There are several theories as to Cascadia’s silence. One of the possibilities is a very alarming one. It is possible the fault is merely an ominous pause. Meaning, these two slabs of the Earth’s crust have been jammed up against each other and locked together by their friction for many, many years. If this is true, tons of stress and strain has been building up that only a massive earthquake could relieve. It can cause the same kind of earthquake Japan saw in 2011, a magnitude 9 or higher. If an earthquake occurs, it can cause multiple and deadly tsunami waves across the Pacific and trigger destructive shock waves across a larger area of land than California has ever seen.

While there are geographical locations more prone to earthquakes than others in our nation, the truth is that earthquakes occur in many parts of the United States, more than people realize. Some believe a massive earthquake will strike our nation in the near future and it is said the effects would be apocalyptic for much of the northwestern United States. While we have sophisticated equipment that monitors and records earthquakes and helps experts narrow down locations that are more susceptible to earthquake occurrences; it is still very difficult for experts to precisely predict when an earthquake will strike a particular region.
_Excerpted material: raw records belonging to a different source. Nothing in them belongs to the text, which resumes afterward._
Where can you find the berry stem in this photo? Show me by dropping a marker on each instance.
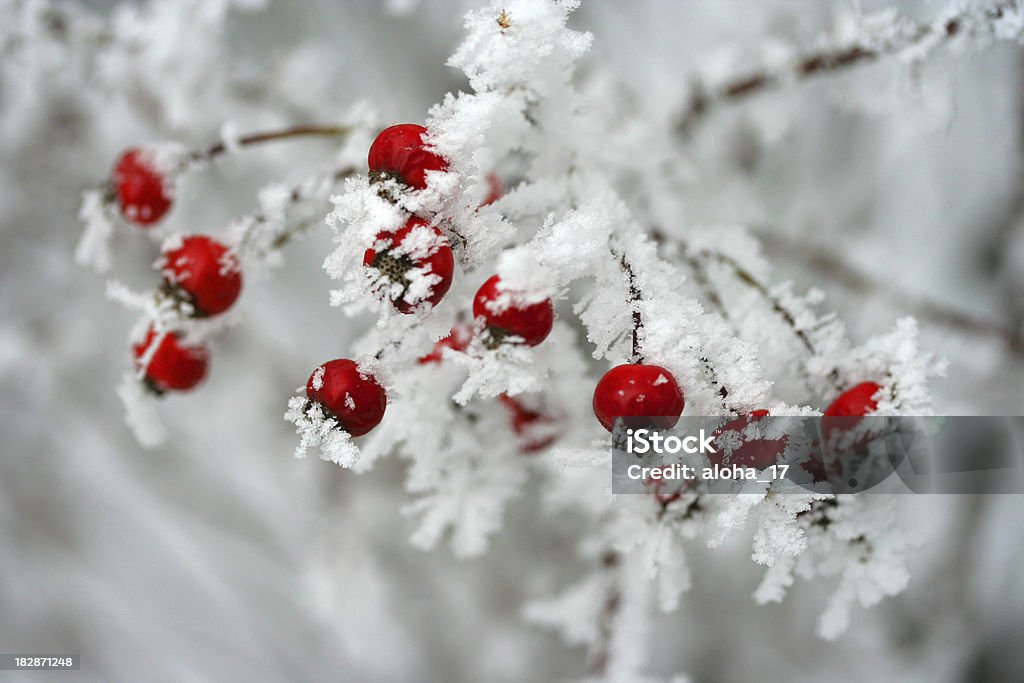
(269, 136)
(635, 298)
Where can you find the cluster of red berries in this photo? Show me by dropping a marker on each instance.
(355, 399)
(204, 273)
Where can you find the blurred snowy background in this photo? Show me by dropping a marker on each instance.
(896, 190)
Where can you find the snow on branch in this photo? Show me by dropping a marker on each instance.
(858, 40)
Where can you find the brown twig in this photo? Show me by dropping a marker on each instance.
(635, 299)
(267, 136)
(601, 654)
(813, 65)
(296, 196)
(828, 265)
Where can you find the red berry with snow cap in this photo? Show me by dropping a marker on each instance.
(415, 264)
(172, 366)
(141, 189)
(398, 152)
(206, 271)
(352, 397)
(855, 401)
(505, 316)
(638, 390)
(844, 414)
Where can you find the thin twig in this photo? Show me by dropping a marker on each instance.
(267, 136)
(748, 279)
(829, 60)
(601, 654)
(828, 265)
(291, 231)
(634, 301)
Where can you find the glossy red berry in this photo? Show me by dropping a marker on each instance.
(353, 398)
(205, 270)
(173, 367)
(406, 257)
(844, 414)
(142, 191)
(457, 340)
(399, 153)
(530, 425)
(504, 317)
(638, 390)
(855, 401)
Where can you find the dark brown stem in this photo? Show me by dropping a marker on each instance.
(855, 281)
(268, 136)
(748, 279)
(601, 653)
(817, 63)
(635, 298)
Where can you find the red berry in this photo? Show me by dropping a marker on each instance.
(844, 415)
(457, 340)
(398, 152)
(141, 189)
(638, 390)
(173, 367)
(527, 423)
(354, 399)
(415, 247)
(206, 270)
(531, 323)
(855, 401)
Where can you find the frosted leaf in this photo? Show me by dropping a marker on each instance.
(93, 250)
(518, 42)
(317, 430)
(468, 502)
(508, 369)
(574, 613)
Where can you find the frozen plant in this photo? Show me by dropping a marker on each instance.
(529, 231)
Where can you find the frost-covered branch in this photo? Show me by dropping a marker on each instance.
(863, 41)
(825, 264)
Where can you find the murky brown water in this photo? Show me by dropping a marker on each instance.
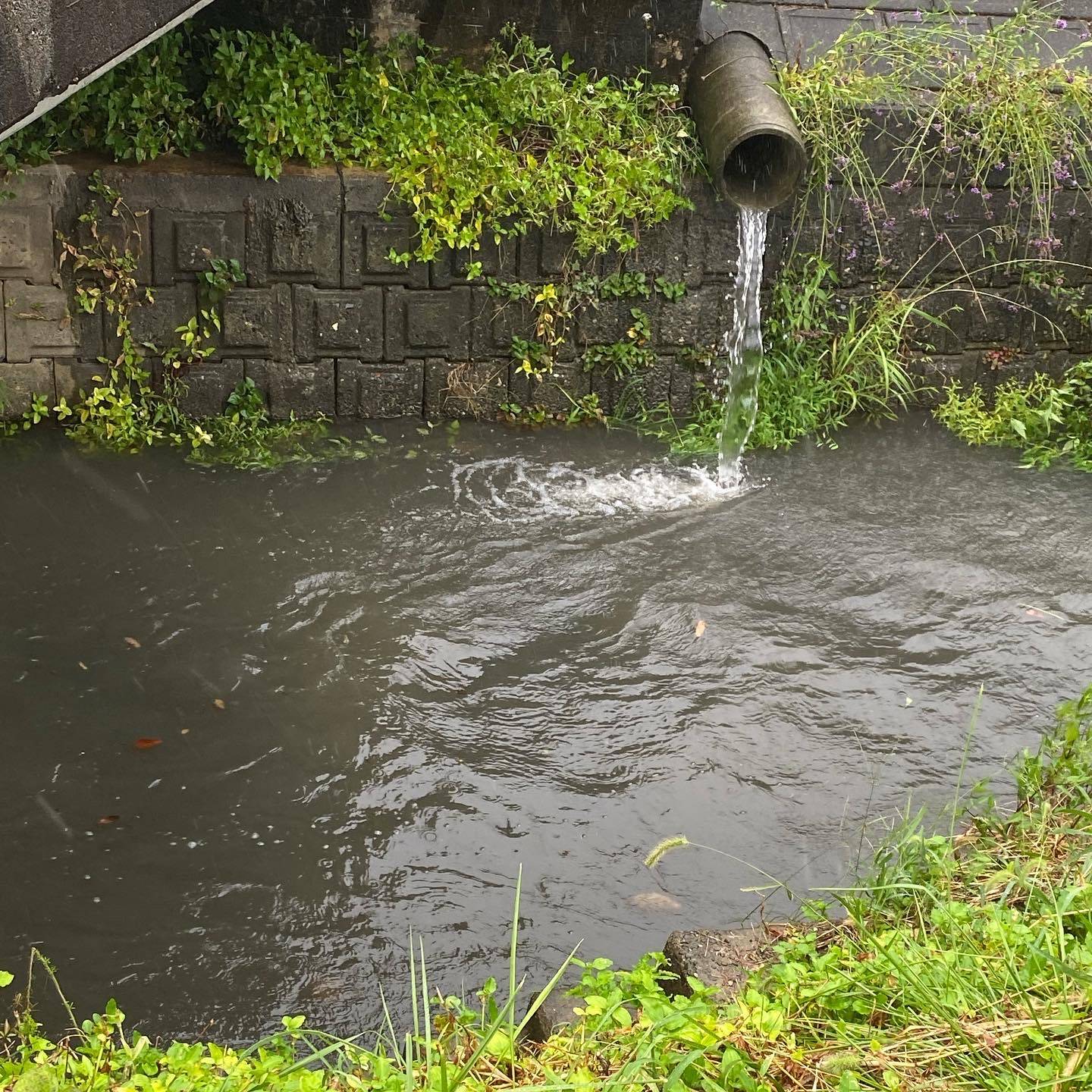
(431, 678)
It is not a question of what happened in Japan will happen in North America, the question is when.

Works Cited

Jerry Thompson from the Extreme Earth special issue, Discover Magazine; published online March 13, 2012.
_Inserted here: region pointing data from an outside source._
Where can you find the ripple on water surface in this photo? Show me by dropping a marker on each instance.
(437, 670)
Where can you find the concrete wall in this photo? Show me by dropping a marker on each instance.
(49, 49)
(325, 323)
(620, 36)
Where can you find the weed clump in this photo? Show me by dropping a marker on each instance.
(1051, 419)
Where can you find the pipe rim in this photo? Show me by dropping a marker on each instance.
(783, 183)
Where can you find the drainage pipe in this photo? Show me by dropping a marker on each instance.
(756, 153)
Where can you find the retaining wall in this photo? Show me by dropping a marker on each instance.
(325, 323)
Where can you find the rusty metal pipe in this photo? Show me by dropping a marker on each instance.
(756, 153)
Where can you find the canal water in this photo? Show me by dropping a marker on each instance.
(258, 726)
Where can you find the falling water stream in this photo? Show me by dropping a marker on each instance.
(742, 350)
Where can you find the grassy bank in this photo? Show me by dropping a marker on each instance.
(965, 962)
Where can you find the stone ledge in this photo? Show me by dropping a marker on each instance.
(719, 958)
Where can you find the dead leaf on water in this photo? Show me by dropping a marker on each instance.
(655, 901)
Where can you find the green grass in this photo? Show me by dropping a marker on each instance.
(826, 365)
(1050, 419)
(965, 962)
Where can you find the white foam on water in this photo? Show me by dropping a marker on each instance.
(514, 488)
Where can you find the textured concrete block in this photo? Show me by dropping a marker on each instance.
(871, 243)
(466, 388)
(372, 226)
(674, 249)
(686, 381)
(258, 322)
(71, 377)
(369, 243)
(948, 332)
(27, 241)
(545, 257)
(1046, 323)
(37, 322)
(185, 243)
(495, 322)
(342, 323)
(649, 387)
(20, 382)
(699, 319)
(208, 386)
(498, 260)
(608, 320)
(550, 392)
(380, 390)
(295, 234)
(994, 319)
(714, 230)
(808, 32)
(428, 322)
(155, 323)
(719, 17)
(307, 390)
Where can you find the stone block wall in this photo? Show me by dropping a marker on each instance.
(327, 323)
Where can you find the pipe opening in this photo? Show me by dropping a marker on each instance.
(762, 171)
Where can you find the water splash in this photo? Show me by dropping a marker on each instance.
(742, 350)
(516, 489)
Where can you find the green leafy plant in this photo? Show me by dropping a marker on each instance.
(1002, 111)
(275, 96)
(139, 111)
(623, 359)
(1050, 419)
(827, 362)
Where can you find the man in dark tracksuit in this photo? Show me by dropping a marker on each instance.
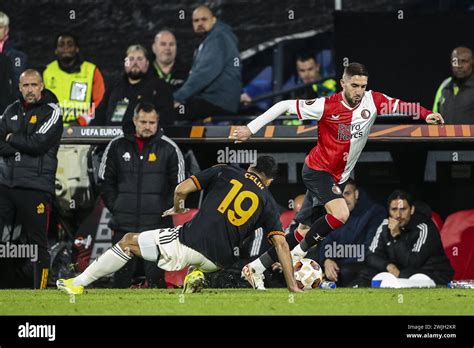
(353, 238)
(30, 132)
(139, 173)
(405, 244)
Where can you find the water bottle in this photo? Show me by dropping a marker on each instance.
(461, 284)
(326, 284)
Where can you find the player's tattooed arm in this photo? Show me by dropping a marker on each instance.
(181, 192)
(283, 252)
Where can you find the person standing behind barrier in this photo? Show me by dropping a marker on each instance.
(30, 132)
(166, 66)
(139, 173)
(136, 85)
(455, 96)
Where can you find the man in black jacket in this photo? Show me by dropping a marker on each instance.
(30, 132)
(139, 173)
(405, 244)
(135, 86)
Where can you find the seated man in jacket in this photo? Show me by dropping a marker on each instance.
(405, 244)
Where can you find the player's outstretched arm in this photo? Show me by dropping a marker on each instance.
(283, 252)
(180, 193)
(243, 133)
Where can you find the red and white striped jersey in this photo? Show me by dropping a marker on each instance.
(343, 131)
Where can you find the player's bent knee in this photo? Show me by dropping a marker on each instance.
(148, 246)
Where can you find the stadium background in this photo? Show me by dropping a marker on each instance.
(407, 58)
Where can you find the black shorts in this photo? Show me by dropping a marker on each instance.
(321, 189)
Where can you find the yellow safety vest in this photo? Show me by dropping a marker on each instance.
(73, 90)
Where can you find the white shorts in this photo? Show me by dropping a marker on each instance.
(173, 255)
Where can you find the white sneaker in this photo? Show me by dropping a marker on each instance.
(255, 279)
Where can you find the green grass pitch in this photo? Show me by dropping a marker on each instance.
(436, 301)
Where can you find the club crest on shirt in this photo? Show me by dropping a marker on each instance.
(365, 114)
(336, 189)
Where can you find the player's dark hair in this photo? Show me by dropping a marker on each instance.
(267, 166)
(67, 34)
(356, 69)
(145, 107)
(303, 56)
(400, 194)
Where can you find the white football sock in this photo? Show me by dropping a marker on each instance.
(109, 262)
(258, 266)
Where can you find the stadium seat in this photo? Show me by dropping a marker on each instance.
(176, 278)
(437, 220)
(286, 217)
(183, 218)
(457, 236)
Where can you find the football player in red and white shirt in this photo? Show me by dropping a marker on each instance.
(344, 123)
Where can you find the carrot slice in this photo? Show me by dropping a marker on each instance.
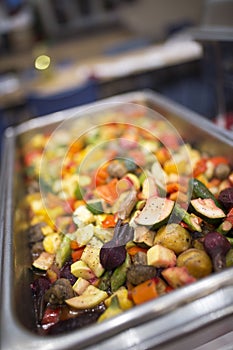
(144, 292)
(76, 254)
(108, 192)
(134, 250)
(219, 160)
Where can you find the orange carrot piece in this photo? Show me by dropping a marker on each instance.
(74, 245)
(108, 192)
(173, 187)
(219, 160)
(200, 167)
(134, 250)
(109, 221)
(76, 254)
(144, 292)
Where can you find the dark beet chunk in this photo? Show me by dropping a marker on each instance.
(86, 318)
(226, 198)
(217, 246)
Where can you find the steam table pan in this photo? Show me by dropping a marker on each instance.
(189, 317)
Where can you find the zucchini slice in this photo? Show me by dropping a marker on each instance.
(207, 210)
(201, 191)
(156, 212)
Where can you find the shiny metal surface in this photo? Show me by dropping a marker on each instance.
(185, 318)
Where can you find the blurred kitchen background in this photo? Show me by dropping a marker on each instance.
(56, 54)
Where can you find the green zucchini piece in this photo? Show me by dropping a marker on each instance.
(201, 191)
(189, 219)
(156, 212)
(207, 210)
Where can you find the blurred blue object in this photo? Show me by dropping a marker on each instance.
(41, 104)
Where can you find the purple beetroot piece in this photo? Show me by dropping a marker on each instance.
(217, 246)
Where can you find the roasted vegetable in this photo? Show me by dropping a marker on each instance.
(199, 190)
(207, 210)
(156, 212)
(217, 246)
(174, 237)
(113, 253)
(197, 262)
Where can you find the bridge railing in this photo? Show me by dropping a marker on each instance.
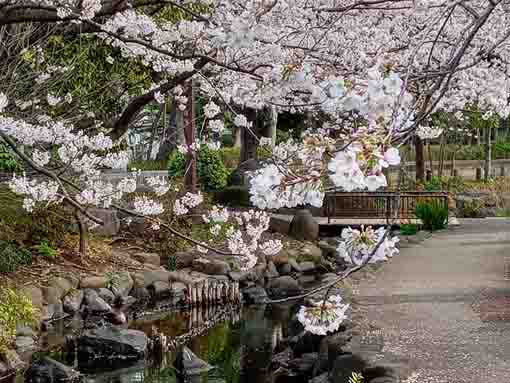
(386, 205)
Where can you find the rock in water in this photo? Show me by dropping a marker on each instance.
(187, 363)
(111, 347)
(47, 370)
(283, 287)
(304, 226)
(255, 295)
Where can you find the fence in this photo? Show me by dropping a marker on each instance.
(379, 205)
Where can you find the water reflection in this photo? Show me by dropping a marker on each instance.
(240, 350)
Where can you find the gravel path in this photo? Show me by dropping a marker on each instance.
(443, 306)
Andrew Cowper Lawson (July 25, 1861-June 16, 1952); Wikipedia June 28, 2012.

Earthquakes along the Cascadia and San Andreas Faults May Be Linked, Affecting Risk To San Francisco Bay Region, ScienceDaily (Apr. 3, 2008).

FEMA; http://www.ready.gov/earthquakes, July 23, 2012

U.S. Geological Survey; http://www.usgs.gov, July 26, 2012

Colorado Earthquakes; http://earthquake.usgs.gov/earthquakes/recenteqsww/Quakes/usc0005idz.php,August 23, 2011.

Definitions

Earthquake - A sudden slipping or movement of a portion of the earth’s crust, accompanied and followed by a series of vibrations.
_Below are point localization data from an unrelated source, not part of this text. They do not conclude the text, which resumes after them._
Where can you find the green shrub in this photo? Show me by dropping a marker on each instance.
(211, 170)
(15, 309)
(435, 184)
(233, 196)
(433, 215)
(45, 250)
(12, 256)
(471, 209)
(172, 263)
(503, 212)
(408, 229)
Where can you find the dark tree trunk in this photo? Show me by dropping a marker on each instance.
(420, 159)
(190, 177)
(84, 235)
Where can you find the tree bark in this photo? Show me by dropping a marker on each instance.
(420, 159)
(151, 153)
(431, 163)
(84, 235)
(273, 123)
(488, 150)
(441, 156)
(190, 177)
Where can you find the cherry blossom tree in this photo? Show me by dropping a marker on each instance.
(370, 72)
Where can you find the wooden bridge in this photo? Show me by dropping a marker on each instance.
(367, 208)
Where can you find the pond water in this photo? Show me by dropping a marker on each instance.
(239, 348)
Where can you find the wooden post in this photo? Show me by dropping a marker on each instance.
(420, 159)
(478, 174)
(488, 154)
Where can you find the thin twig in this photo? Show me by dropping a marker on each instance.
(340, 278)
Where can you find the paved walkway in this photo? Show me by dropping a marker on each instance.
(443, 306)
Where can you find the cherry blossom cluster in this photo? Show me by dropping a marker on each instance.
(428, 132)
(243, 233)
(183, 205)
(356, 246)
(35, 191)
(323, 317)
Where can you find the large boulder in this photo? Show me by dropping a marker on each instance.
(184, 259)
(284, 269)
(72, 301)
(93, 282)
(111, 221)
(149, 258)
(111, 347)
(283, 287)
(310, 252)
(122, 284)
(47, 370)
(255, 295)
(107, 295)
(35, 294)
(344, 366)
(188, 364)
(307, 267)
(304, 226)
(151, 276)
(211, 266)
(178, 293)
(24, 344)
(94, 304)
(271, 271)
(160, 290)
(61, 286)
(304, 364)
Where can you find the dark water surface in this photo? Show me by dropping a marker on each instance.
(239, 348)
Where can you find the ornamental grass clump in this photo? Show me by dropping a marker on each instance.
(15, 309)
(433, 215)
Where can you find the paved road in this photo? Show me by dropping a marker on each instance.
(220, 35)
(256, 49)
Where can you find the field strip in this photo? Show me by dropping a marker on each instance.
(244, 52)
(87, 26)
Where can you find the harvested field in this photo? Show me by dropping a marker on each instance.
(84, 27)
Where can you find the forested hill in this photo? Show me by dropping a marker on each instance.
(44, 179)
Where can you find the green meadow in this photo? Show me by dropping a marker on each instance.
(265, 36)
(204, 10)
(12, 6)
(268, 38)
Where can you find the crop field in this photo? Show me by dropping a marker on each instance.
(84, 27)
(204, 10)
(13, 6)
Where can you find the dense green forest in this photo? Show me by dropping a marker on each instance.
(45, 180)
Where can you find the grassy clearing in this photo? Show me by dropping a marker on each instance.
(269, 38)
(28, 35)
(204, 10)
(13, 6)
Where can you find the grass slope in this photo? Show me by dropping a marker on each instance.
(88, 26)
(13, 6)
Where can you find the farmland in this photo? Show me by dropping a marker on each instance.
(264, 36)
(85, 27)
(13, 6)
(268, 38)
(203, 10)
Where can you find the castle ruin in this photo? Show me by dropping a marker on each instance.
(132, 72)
Modified Mercalli Scale - Developed in 1931 by the American seismologists Harry Wood and Frank Neumann. This scale, composed of 12 increasing levels of intensity that range from imperceptible shaking to catastrophic destruction, is designated by Roman numerals. It does not have a mathematical basis; instead it is an arbitrary ranking based on observed effects)

Lithosphere - On Earth, it comprises the crust and the portion of the upper mantle that behaves elastically on time scales of thousands of years or greater.

Fault - The fracture across which displacement has occurred during an earthquake. The slippage may range from less than an inch to more than 10 yards in a severe earthquake.

Plate tectonics - is a scientific theory that describes the large-scale motions of Earth's lithosphere. The theory builds on the concepts of continental drift, developed during the first decades of the 20th century. It was accepted by the geoscientific community after the concepts of seafloor spreading were developed in the late 1950s and early 1960s.

Magnitude - The amount of energy released during an earthquake, which is computed from the amplitude of the seismic waves. A magnitude of 7.0 on the Richter scale indicates an extremely strong earthquake. Each whole number on the scale represents an increase of about 30 times more energy released than the previous whole number represents. Therefore, an earthquake measuring 6.0 is about 30 times more powerful than one measuring 5.0.

Seismic Waves - Vibrations that travel outward from the earthquake fault at speeds of several miles per second. Although fault slippage directly under a structure can cause considerable damage, the vibrations of seismic waves cause most of the destruction during earthquakes.